Obserwując, jak Harry zaczął wracać na ziemię, Louis przesunął rękę z jego szyi na policzek i potarł go delikatnie kciukiem. Harry nieprzytomnie wtulił się w dłoń starszego chłopaka, a jego przerażone, zielone oczy wpatrywały się uporczywie w Louisa.
I w końcu Harry zamknął oczy i oparł głowę o znajdującą się za nim ścianę. Był wyczerpany, ale jego pierś rytmicznie unosiła się i opadała.
"Mam cię, mam cię." wymamrotał Louis. Trzymał jedną rękę zaplątaną w lokach chłopaka, drugą na jego policzku, gdy jego chłopak wracał do siebie. "Jestem z ciebie dumny, kochany. Taki dumny."
Louis wiedział, że jego chłopak wrócił do siebie, gdy Harry nagle pochylił się do przodu i zarzucił ręce na szyję Louisa. Ostrożnie podniósł wyższego chłopaka z podłogi, a jego ramiona bezpiecznie objęły jego talię. Harry instynktownie objął nogami Louisa i pozwolił swojemu chłopakowi zanieść się do garderoby.
Liam podążył za nimi, czując się upokarzająco bezużytecznie, dopóki Louis nie nawiązał z nim kontaktu wzrokowego ponad ramieniem Harry'ego. "Dziękuję." powiedział prosto. "Dziękuję, że byłeś przy nim, gdy ja nie mogłem."
"Od czego są przyjaciele?" odpowiedział Liam.
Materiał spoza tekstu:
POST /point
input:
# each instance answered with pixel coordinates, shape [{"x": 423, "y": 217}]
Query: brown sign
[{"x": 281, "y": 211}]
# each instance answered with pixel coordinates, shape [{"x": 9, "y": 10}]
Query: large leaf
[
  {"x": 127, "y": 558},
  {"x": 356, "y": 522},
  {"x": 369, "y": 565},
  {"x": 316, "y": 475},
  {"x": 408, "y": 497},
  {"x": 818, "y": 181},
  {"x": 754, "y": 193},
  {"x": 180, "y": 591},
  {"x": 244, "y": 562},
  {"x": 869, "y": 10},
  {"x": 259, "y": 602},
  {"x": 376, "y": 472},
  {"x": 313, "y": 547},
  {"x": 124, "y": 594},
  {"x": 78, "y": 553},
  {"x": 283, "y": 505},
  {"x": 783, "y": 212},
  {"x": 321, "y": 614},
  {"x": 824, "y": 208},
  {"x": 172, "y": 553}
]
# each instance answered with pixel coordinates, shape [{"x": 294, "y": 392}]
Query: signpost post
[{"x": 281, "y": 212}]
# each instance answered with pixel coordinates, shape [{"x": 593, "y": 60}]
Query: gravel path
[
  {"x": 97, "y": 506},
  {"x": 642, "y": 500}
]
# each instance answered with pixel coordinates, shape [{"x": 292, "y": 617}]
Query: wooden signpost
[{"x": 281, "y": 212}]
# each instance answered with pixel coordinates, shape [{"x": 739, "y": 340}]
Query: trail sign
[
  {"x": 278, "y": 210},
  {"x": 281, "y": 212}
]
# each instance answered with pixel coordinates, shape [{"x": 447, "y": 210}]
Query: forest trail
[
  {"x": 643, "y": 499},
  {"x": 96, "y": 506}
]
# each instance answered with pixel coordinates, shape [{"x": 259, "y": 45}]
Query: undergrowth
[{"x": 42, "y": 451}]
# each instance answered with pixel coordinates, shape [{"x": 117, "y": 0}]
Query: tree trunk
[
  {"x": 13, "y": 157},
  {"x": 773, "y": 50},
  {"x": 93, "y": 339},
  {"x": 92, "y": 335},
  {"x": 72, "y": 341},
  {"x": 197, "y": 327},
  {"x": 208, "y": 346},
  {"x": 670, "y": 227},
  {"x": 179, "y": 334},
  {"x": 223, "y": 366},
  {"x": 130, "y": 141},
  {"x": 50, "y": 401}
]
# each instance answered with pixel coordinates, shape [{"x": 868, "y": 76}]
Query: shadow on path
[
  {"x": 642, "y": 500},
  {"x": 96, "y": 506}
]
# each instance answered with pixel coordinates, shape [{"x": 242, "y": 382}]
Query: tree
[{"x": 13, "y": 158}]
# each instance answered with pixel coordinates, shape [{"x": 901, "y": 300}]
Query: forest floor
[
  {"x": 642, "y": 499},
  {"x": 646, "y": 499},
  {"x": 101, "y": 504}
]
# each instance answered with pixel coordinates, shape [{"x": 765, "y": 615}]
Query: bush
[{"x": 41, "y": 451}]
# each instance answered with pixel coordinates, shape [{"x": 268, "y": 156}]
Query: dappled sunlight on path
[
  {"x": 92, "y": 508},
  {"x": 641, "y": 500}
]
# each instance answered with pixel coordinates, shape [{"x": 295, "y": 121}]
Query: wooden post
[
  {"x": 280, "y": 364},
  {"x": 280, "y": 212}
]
Niepewnie zapytał. "Czy on jest... Nic mu nie będzie?"
Louis uspokajająco kiwnął głową, przenosząc trochę ciężar Harry'ego, by łatwiej było mu go nosić. Młodszy chłopak ukrył twarz w szyi Louisa, a jego ciało wciąż trochę drżało, ale Louis czuł płynny ruch jego piersi przy swojej własnej.
"Wszystko będzie w porządku." odpowiedział Louis, mówiąc bardziej do Harry'ego, niż do Liama. "Jestem tu teraz, więc nic mu nie będzie."
CZYTASZ
Back For You - l.s (Tłumaczenie PL)
FanfictionKiedy Louis w końcu wrócił w rodzinne strony, Harry na niego nie czekał. W ciągu ostatnich czterech lat ich życie się zmieniło... Ale może ich uczucia wcale się nie zmieniły? (Albo: Harry jest nerwowym studentem uniwersytetu i ma agresywnego chłopak...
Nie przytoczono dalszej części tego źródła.